Starting with depression, what I think of as my severe grief symptoms – e.g., fits of crying and abiding sadness – are essentially in remission. The combination of electroconvulsive therapy and SSRI medications seem to have worked on that aspect of my mental illness. My suicidal thoughts are largely under control as well. Mostly, I have only passive suicidal ideations these days. For instance, I notice opportunities for suicide – “I could step in front of that bus”, “I could cut my wrists with that knife”, “I could drink that radiator fluid” – and sometimes I wish that I simply wouldn’t wake up. But I haven’t been in serious danger lately. What I’m really struggling with depression-wise is anhedonia, i.e., a loss of interest in activities that used to give me joy. I need to force myself to read fiction, watch TV, or listen to music. I have no great desire to go fishing even when the opportunity presents itself: I hardly fished in the Summer and Fall and didn’t get out even once while down in Uruguay.
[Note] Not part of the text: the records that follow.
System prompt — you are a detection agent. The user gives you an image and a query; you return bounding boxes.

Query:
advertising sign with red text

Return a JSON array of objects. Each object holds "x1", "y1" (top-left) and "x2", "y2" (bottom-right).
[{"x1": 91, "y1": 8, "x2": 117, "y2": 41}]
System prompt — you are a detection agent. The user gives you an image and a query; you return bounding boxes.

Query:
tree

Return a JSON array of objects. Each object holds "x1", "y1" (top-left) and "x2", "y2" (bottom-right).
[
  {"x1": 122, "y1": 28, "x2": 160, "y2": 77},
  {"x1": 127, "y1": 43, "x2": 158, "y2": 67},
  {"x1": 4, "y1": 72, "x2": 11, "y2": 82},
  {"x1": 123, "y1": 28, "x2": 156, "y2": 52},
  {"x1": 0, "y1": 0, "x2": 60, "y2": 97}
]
Another holdover from depression is that I haven’t had energy or focus. In particular, and as a result, I can’t write hardly at all. (Hence the long period without even an update to this blog.)
Turning to mania, I haven’t had a hypomanic episode in years now. Indeed, I wish I could trigger a manic phase, because that’s when I used to get so much done! I’ve made so much progress that I’m not even sure that Bipolar Type II is the right diagnosis anymore. I may need to change the name of my blog…
The really bad news is that, while I never experienced anxiety until five or six years ago, now it’s a constant daily presence. It has replaced the hypomania – and that’s an unhappy trade-off. I seem to be free of anxiety symptoms only when wholly distracted or when lying down. (Between the lack of energy and the desire to be horizontal to fight back the anxiety, I am spending a lot of time in bed.) The phenomenology of the anxiety is peculiar. It is free-floating fear with no object: often there’s no thing that I’m afraid of, I simply feel afraid. It’s as if there’s simply too much cortisol in my blood stream, and so my body and mind behave the way frightened creatures do (tensing up, being overly vigilant, feeling threatened), though there’s no threat. Surprisingly and sadly, no medications seem to help. There doesn’t seem to be an antidote that I can take and make the objectless fear go away.
An unhappy recent development, illustrating the anhedonia and anxiety working in tandem, is that I nowadays lack the energy and enthusiasm necessary to get out running; and I feel afraid on the relatively rare occasions when I do lace up my running shoes. Running is so good for my physical and mental health, but for a month or so now I can’t bring myself to do it, especially not by myself, but not even with a running partner.
I might sum up the curate’s egg that is my mental health these days by saying this: because I can’t bear the thought that it’s permanent, I’ve been telling myself that I’m in the anxiety phase of my recovery. Let’s hope that’s right.